“Lewis and Clark enabled development of the West,” iRobot CEO Colin Angle said at a press conference Wednesday afternoon in New York City. “Roomba, Braava, these are the explorers today. The mission for Roomba, of course, is to clean. Maybe not as exciting as Lewis and Clark, but nonetheless incredibly valuable.”
Using the iOS or Android Home app, users connect the new Roomba to their Wi-Fi network. The app allows them to tell the bot to start cleaning while they’re at work, and it also gives them some customizations, like dictating whether the vacuum should make one or two sweeps of the floor and if “Carpet Boost” is needed. You can also create a cleaning schedule from the app or access customer service.
There are also some new advancements in terms of the robot’s mapping ability. “It’s easy to map small spaces,” said Angle. “It’s very difficult to create a real usable map of the environment that you can build upon. We need to have maps if we’re going to advance the industry.”
The Roomba 980 has two new iAdapt 2.0 sensors. The visual navigation and localization sensor searches for, recognizes, and memorizes “landmarks” around the home, like your couch. The new Roomba also includes its proprietary visual simultaneous localization and mapping (vSLAM) technology. The company says it’s the first consumer model to include the technology, which makes a map of your home while the robot vacuums so it cleans the entire floor, or as much as it can do in its two hours of battery life. If the battery is fading, the 980 automatically heads back to its recharging station, fills up, then starts again where it left off if it didn’t complete the job.

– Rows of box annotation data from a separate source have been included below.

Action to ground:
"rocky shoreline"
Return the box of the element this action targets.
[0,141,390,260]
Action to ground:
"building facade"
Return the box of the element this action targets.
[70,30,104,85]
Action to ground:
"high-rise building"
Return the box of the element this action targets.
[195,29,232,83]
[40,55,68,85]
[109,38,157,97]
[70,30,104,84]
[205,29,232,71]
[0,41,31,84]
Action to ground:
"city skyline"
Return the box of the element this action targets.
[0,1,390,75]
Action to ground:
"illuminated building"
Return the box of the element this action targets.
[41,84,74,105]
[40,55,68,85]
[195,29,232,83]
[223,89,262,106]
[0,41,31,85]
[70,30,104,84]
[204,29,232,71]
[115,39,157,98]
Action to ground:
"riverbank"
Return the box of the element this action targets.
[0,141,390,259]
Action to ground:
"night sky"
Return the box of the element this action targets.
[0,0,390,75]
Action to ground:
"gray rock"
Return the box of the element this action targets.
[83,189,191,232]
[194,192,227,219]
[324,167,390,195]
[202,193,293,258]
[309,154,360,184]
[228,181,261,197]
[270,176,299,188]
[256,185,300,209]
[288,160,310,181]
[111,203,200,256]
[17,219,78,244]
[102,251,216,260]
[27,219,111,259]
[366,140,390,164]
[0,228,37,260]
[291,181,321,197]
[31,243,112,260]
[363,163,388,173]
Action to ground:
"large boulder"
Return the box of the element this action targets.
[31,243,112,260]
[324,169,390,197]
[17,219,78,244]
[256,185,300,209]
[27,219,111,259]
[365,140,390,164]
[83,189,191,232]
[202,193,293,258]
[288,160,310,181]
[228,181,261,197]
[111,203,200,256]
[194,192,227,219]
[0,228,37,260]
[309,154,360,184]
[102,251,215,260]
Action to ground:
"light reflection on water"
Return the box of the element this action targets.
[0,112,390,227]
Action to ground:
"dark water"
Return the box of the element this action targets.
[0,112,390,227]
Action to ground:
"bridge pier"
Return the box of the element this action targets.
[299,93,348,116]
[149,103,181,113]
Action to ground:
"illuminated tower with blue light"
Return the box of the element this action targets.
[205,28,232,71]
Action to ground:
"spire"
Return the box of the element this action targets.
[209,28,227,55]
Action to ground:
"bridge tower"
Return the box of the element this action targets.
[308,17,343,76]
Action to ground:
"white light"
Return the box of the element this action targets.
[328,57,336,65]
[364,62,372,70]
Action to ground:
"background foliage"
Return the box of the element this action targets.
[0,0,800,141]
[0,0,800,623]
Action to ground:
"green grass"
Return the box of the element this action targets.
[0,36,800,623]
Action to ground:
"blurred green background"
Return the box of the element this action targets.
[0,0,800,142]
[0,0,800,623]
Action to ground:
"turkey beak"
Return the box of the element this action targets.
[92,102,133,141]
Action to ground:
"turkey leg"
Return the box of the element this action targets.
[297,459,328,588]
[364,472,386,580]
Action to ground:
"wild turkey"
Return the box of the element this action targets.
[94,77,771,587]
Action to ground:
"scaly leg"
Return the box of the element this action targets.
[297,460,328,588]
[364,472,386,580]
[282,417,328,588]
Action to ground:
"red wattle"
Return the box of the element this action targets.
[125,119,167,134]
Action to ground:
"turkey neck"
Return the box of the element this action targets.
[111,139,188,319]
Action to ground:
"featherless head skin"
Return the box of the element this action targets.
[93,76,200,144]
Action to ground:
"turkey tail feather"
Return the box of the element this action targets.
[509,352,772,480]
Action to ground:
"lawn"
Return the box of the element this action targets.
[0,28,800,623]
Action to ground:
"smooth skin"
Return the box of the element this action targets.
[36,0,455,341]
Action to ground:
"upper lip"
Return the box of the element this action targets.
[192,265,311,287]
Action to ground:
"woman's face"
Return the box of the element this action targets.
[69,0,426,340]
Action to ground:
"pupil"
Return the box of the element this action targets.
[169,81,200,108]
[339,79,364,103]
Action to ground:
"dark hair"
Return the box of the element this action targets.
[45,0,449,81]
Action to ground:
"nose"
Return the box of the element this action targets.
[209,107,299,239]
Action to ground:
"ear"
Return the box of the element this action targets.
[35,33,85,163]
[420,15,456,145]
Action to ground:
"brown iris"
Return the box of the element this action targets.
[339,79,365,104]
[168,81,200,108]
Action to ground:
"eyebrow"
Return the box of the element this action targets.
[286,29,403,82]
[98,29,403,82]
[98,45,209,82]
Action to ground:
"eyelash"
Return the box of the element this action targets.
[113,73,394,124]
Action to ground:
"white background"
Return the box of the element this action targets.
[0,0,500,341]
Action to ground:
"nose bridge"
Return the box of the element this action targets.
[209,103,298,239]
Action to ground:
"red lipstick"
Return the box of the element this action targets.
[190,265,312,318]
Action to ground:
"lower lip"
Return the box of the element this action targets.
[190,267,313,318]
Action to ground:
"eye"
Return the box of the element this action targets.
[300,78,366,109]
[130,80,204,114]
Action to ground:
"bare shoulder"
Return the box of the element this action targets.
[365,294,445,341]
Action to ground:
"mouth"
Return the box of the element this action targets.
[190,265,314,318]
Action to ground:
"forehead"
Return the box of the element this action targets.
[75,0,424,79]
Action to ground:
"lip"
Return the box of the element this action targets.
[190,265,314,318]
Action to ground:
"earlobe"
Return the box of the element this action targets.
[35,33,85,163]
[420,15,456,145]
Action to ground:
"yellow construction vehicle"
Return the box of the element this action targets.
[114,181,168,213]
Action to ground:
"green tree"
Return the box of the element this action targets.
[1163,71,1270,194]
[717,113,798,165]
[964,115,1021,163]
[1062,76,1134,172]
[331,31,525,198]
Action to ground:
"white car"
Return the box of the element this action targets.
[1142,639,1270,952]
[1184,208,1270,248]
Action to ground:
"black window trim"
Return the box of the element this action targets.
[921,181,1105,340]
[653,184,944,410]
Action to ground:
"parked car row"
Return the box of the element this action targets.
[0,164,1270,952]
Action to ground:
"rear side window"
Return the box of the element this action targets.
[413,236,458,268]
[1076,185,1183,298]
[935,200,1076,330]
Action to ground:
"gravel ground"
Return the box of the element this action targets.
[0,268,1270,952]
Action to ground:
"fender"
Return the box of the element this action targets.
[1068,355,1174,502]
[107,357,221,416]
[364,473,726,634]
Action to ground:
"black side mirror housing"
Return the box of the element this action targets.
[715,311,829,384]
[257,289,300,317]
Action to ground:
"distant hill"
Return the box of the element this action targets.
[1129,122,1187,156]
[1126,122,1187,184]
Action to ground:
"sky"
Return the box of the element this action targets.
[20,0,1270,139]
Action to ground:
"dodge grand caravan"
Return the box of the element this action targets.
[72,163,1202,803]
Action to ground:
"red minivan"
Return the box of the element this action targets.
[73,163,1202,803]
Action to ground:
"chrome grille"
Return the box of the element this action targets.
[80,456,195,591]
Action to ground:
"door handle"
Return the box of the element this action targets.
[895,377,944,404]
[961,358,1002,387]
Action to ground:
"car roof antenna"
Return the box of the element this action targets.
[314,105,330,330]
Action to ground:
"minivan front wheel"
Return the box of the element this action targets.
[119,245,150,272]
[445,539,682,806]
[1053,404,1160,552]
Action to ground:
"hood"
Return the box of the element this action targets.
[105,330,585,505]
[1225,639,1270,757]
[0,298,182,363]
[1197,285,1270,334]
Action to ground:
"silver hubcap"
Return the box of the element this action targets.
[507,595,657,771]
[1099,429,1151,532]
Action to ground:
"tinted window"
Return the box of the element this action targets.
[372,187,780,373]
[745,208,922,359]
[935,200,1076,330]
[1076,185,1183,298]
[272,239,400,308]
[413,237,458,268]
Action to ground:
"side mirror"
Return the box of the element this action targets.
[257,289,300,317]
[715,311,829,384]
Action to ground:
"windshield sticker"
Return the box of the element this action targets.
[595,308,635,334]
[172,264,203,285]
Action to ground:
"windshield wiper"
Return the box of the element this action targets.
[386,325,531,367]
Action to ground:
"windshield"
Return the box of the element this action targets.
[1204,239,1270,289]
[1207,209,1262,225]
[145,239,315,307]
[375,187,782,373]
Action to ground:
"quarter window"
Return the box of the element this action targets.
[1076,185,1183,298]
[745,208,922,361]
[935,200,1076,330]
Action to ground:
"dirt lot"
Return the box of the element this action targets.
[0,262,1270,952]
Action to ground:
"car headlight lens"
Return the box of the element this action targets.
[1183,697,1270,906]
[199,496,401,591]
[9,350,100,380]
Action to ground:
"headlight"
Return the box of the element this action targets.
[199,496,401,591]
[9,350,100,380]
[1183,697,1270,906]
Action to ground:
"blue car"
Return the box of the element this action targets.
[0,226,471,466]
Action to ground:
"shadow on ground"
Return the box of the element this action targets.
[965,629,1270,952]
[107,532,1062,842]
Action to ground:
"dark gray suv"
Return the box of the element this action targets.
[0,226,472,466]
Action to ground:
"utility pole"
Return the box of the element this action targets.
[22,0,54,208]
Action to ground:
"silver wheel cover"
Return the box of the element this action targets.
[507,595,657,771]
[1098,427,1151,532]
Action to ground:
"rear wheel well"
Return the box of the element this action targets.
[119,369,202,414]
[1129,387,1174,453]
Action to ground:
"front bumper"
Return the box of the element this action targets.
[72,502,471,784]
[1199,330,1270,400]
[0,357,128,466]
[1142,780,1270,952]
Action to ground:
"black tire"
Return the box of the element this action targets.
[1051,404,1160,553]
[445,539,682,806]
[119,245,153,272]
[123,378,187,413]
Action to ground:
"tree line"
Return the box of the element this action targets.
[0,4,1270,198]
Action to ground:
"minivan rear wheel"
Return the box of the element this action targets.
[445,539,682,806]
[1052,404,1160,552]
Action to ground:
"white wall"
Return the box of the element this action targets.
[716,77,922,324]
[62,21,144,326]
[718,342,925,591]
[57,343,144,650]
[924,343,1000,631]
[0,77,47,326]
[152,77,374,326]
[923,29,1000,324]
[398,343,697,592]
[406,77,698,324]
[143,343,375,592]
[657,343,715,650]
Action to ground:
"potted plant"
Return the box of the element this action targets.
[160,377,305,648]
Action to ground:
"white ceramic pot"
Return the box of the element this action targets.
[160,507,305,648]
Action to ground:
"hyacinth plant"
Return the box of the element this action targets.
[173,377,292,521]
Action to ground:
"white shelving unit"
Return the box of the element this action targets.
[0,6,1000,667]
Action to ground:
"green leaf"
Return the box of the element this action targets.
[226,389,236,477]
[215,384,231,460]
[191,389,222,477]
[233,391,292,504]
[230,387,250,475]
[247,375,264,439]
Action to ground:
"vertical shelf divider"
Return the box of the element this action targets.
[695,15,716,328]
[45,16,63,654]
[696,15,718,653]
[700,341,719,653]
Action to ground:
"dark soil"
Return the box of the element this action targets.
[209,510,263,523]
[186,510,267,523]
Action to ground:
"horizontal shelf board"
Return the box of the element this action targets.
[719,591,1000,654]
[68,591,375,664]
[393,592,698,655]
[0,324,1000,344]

Face off! Who will win, when robots battle dogs? @iRobot #newroomba pic.twitter.com/Eg788qsAxN
— Jeremy Kaplan (@SmashDawg) September 16, 2015
Like one of your in-laws, the Roomba can also sense when your floor is extra-filthy (whatever did you DO?) using optical and acoustic sensors and clean these areas more thoroughly.
Starting tomorrow, you can buy the Roomba 980 for $899 in the U.S. and Canada. It will be available in Europe later this year. While Neato’s version of the smart robot vacuum won’t be on the market until Christmas, its expected retail price is $700. Once we get our hands on the dueling bots, we’ll know if that extra $200 — presumably for iRobot’s vSLAM technology — is worth it.